Situating the party as close to the Bush agenda as possible without actually embracing it, it was argued, was a reasonable price to pay for taking back the White House. The gambit--of being long on national security and the "war on terror" and short on the economy and jobs--failed, however, to persuade working-class and suburban voters in places like Ohio and Missouri, reinforcing the public view that the Democrats have no mind of their own on issues of great national and international importance.

Unchastened, the neoliberal wing of the party wants the Democrats to repeat this gambit by toughening their rhetoric and committing yet more resources to the fight against what they describe as Islamic jihadism. In a New Republic essay late last year, Peter Beinart called on Democrats to rediscover their "fighting faith" and to commit themselves to a new generational struggle against "Islamic fascism."

More recently, Blueprint magazine, the house organ of the Democratic Leadership Council, published a statement on national security, signed by leading Democrats, urging the party to "make winning the war against Islamic jihadism the party's first priority." The group's agenda--prosecuting the global "war on terror," democratizing the Middle East and increasing the military's ground forces--is echoed by likely Democratic presidential candidates, including Senators Joe Biden and Hillary Clinton.

These exhortations are particularly troubling because they come at a time when the Administration itself is being forced to rethink significant parts of its post-9/11 foreign policy and just when much of the nation has reopened its mind to a larger set of international concerns.
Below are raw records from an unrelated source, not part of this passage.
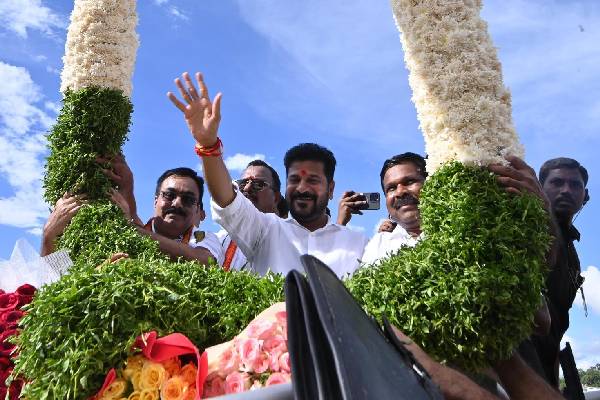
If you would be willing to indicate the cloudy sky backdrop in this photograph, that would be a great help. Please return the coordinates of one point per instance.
(324, 71)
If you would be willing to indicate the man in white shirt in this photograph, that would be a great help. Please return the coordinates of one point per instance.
(402, 178)
(260, 184)
(269, 242)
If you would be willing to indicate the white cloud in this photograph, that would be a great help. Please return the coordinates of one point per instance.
(19, 16)
(22, 145)
(585, 352)
(177, 13)
(239, 161)
(591, 289)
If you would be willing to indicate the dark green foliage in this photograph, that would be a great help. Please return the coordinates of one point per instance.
(93, 121)
(468, 292)
(83, 325)
(99, 230)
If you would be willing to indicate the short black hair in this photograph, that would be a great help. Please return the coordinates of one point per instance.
(562, 162)
(184, 172)
(261, 163)
(408, 157)
(311, 152)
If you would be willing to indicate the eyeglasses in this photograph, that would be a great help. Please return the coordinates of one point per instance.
(256, 185)
(188, 200)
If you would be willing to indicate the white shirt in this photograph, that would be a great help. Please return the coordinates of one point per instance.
(275, 244)
(384, 243)
(238, 261)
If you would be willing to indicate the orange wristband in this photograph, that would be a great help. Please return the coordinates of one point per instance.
(216, 150)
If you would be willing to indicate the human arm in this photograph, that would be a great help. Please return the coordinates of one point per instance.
(350, 203)
(522, 383)
(453, 384)
(64, 210)
(203, 117)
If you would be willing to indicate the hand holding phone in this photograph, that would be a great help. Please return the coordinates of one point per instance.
(353, 202)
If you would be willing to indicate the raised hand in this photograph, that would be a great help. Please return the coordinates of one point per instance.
(350, 203)
(201, 115)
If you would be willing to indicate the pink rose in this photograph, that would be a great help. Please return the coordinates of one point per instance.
(277, 378)
(274, 362)
(214, 386)
(275, 344)
(261, 363)
(284, 362)
(261, 329)
(249, 350)
(237, 382)
(229, 361)
(8, 302)
(281, 317)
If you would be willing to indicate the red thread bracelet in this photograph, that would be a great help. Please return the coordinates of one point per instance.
(216, 150)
Rather than seizing the moment to point us in a more constructive direction, much of the Democratic leadership is reinforcing a foreign policy agenda that has divided us from the world, inserted us more deeply into an Islamic civil war and drained us politically and economically, all the while distracting us from many of the real challenges to our security and well-being. The party--indeed, the nation--deserves a better alternative.

The Neoliberal Narrative

If the muscular neoliberal narrative sounds familiar, it is because it is modeled on an earlier triumphant struggle--the one waged against the Soviet Union. As seen in these terms, the world is now threatened by Islamic jihadism, whose determined proponents threaten to overrun the entire Muslim region and sow terror in the United States. Islamic jihadism, we are told, is first and foremost a product of the lack of freedom in much of the Islamic world.

Thus the United States must commit itself not just to a global "war on terror" but to a new mission to democratize and liberalize the greater Middle East. This mission, we are informed, must take priority over other urgent public challenges. Sound market economics will take care of much of the rest.

After reading the statement published in Blueprint, one might reasonably conclude that car bombs are going off daily in Washington, New York and Los Angeles and that governments across the Middle East are in danger of falling to jihadist insurgents. But John Kerry, for all his other failings as a presidential candidate, was correct when he intimated to a New York Times reporter that while it may not be possible to eliminate terrorism entirely, it could be reduced to a nuisance. Indeed, the experience of other countries, many of them more vulnerable to terrorist attack, would support that view.

At worst, Islamic jihadism is a regional problem--in Europe, the Middle East and parts of Africa and Southeast Asia. But as Gilles Kepel and other experts on Islamism have argued, even in the case of the Middle East, bin Laden-inspired groups have been remarkably unsuccessful in shaking any government (except for Afghanistan in the 1990s) or in galvanizing the Muslim masses into action. And they would have been even less successful had it not been for counterproductive American actions, especially the war in Iraq. It is not a coincidence that the governments that feel most vulnerable to Islamic jihadism are those that have had a close association with the United States, or on whose soil the United States has left the heaviest footprint.